General terms and conditions
As of 07/2016
SATTLER GmbH
Elastomer & Polymer Technologie
Salmuensterer Str. 1
63607 Waechtersbach
Germany
0. Validity
These terms and conditions shall apply to all present and future transactions between SATTLER GmbH (hereinafter also referred to as "Contractor") and the entrepreneurial customer (hereinafter referred to as Customer or Buyer). We shall not be bound by any deviating terms and conditions of the Customer (Buyer) which we have not expressly acknowledged, even if we do not expressly object to them despite being aware of them or deliver without reservation.
1. Offer and contract conclusion
- our offers are subject to change. Declarations, in particular verbal subsidiary agreements, promises, guarantees and other assurances by the sales staff shall only become binding upon written confirmation by SATTLER GmbH. 2.

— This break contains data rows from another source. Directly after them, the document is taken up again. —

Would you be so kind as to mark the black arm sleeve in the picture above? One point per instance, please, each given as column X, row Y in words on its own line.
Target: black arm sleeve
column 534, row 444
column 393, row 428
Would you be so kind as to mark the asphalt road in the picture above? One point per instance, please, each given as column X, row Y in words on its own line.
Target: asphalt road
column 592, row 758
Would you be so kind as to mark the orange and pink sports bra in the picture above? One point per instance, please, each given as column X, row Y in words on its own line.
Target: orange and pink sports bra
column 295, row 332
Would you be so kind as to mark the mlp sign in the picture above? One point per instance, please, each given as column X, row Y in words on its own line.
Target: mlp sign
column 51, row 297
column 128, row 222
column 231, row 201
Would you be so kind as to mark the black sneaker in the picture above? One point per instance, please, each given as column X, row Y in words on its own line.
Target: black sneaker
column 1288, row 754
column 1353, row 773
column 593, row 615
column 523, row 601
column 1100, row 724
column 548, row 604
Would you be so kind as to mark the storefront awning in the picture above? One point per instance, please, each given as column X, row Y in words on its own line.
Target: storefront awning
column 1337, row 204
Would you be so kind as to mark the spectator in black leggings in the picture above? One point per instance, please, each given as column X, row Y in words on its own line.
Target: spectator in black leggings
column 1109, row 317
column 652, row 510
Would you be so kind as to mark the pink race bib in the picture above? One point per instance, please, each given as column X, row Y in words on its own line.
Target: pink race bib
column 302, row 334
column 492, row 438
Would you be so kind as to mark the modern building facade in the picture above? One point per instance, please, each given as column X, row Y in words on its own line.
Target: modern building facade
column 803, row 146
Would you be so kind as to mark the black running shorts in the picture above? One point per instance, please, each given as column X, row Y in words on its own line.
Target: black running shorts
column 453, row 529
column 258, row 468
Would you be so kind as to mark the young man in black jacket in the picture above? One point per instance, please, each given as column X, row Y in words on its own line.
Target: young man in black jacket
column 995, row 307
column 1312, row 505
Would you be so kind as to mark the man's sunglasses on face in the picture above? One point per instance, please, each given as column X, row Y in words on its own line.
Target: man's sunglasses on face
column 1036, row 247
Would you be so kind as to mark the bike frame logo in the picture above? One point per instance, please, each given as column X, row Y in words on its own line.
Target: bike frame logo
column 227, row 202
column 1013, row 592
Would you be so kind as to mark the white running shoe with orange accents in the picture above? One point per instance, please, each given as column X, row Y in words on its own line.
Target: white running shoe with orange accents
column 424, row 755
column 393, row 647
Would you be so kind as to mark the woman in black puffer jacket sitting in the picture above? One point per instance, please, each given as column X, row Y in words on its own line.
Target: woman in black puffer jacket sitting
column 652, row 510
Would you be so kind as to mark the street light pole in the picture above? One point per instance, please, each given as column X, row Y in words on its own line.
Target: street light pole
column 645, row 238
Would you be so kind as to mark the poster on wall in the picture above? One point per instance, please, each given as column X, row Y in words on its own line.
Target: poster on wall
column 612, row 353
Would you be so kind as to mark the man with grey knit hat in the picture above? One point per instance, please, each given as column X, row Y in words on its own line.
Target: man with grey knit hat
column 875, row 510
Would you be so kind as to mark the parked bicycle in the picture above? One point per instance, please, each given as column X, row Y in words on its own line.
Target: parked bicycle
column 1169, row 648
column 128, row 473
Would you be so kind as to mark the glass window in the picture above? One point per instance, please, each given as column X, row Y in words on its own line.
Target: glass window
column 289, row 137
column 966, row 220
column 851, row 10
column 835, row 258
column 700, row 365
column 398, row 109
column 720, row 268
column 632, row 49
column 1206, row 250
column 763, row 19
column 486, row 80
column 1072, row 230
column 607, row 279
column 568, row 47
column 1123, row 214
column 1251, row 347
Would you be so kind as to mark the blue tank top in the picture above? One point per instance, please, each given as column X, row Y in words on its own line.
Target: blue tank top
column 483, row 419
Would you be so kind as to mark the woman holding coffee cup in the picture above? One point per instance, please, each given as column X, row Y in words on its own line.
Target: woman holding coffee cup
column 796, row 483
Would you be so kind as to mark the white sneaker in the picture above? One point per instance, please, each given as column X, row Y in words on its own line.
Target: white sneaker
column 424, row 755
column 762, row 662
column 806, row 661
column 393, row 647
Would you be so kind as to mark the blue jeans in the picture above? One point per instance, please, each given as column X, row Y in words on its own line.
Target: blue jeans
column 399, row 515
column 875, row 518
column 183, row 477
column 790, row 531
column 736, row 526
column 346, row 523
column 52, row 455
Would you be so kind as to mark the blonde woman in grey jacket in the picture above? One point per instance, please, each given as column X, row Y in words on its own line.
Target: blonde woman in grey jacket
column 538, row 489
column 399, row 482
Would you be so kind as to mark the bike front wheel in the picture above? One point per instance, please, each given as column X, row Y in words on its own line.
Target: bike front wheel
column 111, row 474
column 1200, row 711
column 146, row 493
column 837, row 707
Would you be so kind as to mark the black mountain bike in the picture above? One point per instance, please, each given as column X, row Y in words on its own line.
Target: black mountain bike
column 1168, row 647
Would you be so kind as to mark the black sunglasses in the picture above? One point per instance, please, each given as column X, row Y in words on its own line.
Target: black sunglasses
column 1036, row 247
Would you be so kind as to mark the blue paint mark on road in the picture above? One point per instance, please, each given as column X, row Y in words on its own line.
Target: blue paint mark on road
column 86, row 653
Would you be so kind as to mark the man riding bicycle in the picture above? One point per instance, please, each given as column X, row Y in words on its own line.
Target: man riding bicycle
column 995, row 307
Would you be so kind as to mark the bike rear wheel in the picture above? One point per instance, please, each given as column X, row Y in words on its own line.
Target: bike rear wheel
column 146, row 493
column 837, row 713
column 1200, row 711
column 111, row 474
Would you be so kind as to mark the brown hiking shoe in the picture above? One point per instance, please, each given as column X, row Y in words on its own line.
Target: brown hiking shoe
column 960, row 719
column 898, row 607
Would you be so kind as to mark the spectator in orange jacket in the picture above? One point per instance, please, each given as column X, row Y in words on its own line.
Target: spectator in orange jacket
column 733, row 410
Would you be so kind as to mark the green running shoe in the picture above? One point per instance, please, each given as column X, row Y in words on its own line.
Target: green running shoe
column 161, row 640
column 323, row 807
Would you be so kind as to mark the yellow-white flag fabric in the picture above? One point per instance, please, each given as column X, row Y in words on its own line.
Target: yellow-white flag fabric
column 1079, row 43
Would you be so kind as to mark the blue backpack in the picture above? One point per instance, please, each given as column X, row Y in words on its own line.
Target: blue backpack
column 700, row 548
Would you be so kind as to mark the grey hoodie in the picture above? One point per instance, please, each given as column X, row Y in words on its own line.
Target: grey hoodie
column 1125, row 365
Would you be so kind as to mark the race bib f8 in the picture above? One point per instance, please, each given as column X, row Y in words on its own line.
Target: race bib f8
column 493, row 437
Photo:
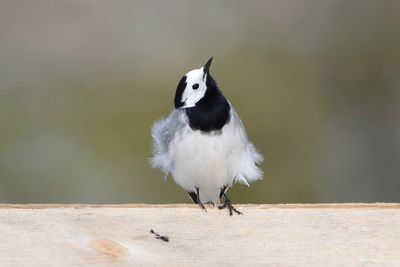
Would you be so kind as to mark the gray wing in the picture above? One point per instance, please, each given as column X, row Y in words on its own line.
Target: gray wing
column 163, row 131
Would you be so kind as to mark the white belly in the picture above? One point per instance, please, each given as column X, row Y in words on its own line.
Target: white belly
column 205, row 161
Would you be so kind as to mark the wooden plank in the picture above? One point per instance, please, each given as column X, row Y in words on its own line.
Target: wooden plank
column 266, row 235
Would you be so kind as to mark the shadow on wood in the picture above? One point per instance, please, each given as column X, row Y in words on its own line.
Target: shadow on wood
column 276, row 235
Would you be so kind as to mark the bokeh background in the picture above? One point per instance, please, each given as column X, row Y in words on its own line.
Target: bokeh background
column 316, row 82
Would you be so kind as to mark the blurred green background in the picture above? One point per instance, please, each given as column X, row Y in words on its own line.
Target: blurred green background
column 317, row 84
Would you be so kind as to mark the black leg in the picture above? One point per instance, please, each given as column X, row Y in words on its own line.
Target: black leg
column 228, row 203
column 199, row 201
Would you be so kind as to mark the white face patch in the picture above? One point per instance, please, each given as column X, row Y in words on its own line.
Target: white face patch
column 195, row 87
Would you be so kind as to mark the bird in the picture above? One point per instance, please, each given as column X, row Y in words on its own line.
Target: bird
column 203, row 144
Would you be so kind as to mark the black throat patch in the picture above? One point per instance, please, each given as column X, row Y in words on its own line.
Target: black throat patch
column 211, row 112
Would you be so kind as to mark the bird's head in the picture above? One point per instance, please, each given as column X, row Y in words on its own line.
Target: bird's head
column 192, row 87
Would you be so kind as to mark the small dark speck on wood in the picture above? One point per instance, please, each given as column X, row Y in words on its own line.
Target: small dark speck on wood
column 162, row 237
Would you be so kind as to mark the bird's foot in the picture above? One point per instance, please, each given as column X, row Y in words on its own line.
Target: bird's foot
column 231, row 208
column 202, row 206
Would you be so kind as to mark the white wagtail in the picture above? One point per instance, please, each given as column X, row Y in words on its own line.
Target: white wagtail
column 203, row 142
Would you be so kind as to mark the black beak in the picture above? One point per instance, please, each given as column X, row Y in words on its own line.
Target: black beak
column 206, row 67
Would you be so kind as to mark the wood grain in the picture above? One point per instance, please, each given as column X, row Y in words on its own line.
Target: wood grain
column 266, row 235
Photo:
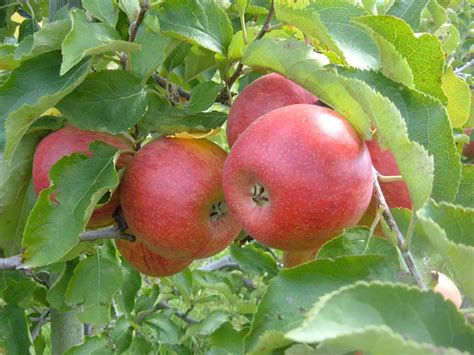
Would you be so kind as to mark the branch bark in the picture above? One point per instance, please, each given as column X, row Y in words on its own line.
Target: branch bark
column 388, row 217
column 163, row 305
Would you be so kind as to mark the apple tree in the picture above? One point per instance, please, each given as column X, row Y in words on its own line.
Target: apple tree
column 236, row 176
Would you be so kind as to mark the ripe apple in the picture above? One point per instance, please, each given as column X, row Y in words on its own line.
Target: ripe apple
column 297, row 176
column 396, row 193
column 265, row 94
column 149, row 262
column 447, row 288
column 172, row 198
column 69, row 140
column 468, row 149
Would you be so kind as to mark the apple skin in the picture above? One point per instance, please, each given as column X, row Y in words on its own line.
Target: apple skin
column 263, row 95
column 69, row 140
column 167, row 197
column 314, row 168
column 447, row 289
column 396, row 193
column 468, row 149
column 147, row 262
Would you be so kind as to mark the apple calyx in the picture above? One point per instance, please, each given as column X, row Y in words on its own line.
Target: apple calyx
column 259, row 195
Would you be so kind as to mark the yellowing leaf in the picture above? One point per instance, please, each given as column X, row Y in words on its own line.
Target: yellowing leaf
column 459, row 98
column 196, row 135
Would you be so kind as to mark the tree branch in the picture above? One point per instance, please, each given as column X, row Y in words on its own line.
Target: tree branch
column 41, row 321
column 238, row 71
column 144, row 7
column 387, row 216
column 163, row 305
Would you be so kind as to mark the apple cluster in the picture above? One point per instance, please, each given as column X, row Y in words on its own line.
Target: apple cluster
column 296, row 176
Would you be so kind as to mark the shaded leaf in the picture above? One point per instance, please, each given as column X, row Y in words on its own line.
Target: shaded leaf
column 108, row 101
column 78, row 183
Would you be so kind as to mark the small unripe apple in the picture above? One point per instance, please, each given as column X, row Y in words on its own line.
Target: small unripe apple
column 148, row 262
column 396, row 193
column 468, row 149
column 447, row 288
column 297, row 176
column 265, row 94
column 172, row 198
column 69, row 140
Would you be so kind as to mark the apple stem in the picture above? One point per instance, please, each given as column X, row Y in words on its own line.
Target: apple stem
column 384, row 179
column 401, row 243
column 374, row 224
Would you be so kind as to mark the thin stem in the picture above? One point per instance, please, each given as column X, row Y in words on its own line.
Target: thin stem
column 244, row 27
column 106, row 233
column 372, row 228
column 411, row 230
column 11, row 263
column 41, row 321
column 395, row 178
column 387, row 216
column 10, row 5
column 163, row 305
column 222, row 263
column 464, row 67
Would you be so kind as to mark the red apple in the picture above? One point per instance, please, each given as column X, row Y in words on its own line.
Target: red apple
column 265, row 94
column 447, row 289
column 297, row 176
column 148, row 262
column 396, row 193
column 172, row 198
column 468, row 149
column 64, row 142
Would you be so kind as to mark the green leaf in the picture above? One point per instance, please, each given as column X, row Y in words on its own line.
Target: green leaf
column 330, row 21
column 210, row 324
column 7, row 60
column 104, row 10
column 355, row 100
column 254, row 260
column 122, row 335
column 93, row 285
column 48, row 39
column 154, row 47
column 165, row 119
column 197, row 61
column 427, row 125
column 459, row 98
column 291, row 294
column 228, row 340
column 385, row 318
column 449, row 229
column 109, row 101
column 408, row 10
column 97, row 345
column 78, row 183
column 131, row 284
column 354, row 242
column 203, row 96
column 30, row 90
column 438, row 14
column 55, row 295
column 100, row 38
column 131, row 8
column 420, row 52
column 465, row 195
column 167, row 332
column 200, row 22
column 15, row 194
column 14, row 330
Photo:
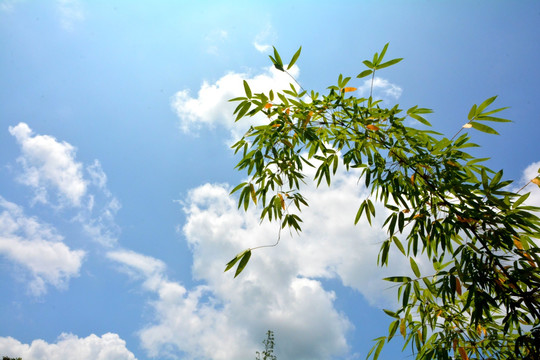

- the contract shall only be concluded upon written confirmation of the order by the entrepreneur or upon delivery of the goods. If the order confirmation deviates from the order, the customer must object to it in writing within one week of receipt, otherwise the content of our order confirmation shall apply.
- documents belonging to the offer such as drawings, illustrations, technical data, references to standards as well as information in advertising material do not constitute warranties of characteristics unless they are expressly designated as such in writing.
- deviations of the delivery item from offers, samples, test and preliminary deliveries are permissible in accordance with the respectively valid DIN/EN/ISO standards or other relevant technical standards in the interest of SATTLER GmbH, if and to the extent that this is not unreasonable for the customer.
- our offers shall only be valid for the period specified.
2. Prices
- a binding price determination shall only be made by written order confirmation of the contractor and subject to the proviso that the order data on which the order confirmation is based remain unchanged. Unless otherwise agreed, SATTLER GmbH's prices are quoted ex our works excluding packaging in EURO plus the statutory value added tax applicable at the time of delivery, unless otherwise stated.
- packaging, postage, insurance and other shipping costs are not included and will be charged additionally. These costs shall be stated in full upon submission of the offer or order confirmation, unless weights and packaging sizes cannot be determined with certainty at that time.
3. Delivery quantity, delivery period, partial delivery, transfer of risk
- a production-related excess or short delivery of up to 10% of the ordered quantity is permissible.
- The agreed delivery period shall always apply after clarification of all technical and commercial details. In this respect, delivery periods are generally non-binding. Delivery dates shall only be binding if the delivery date has been confirmed in writing to the Purchaser as binding.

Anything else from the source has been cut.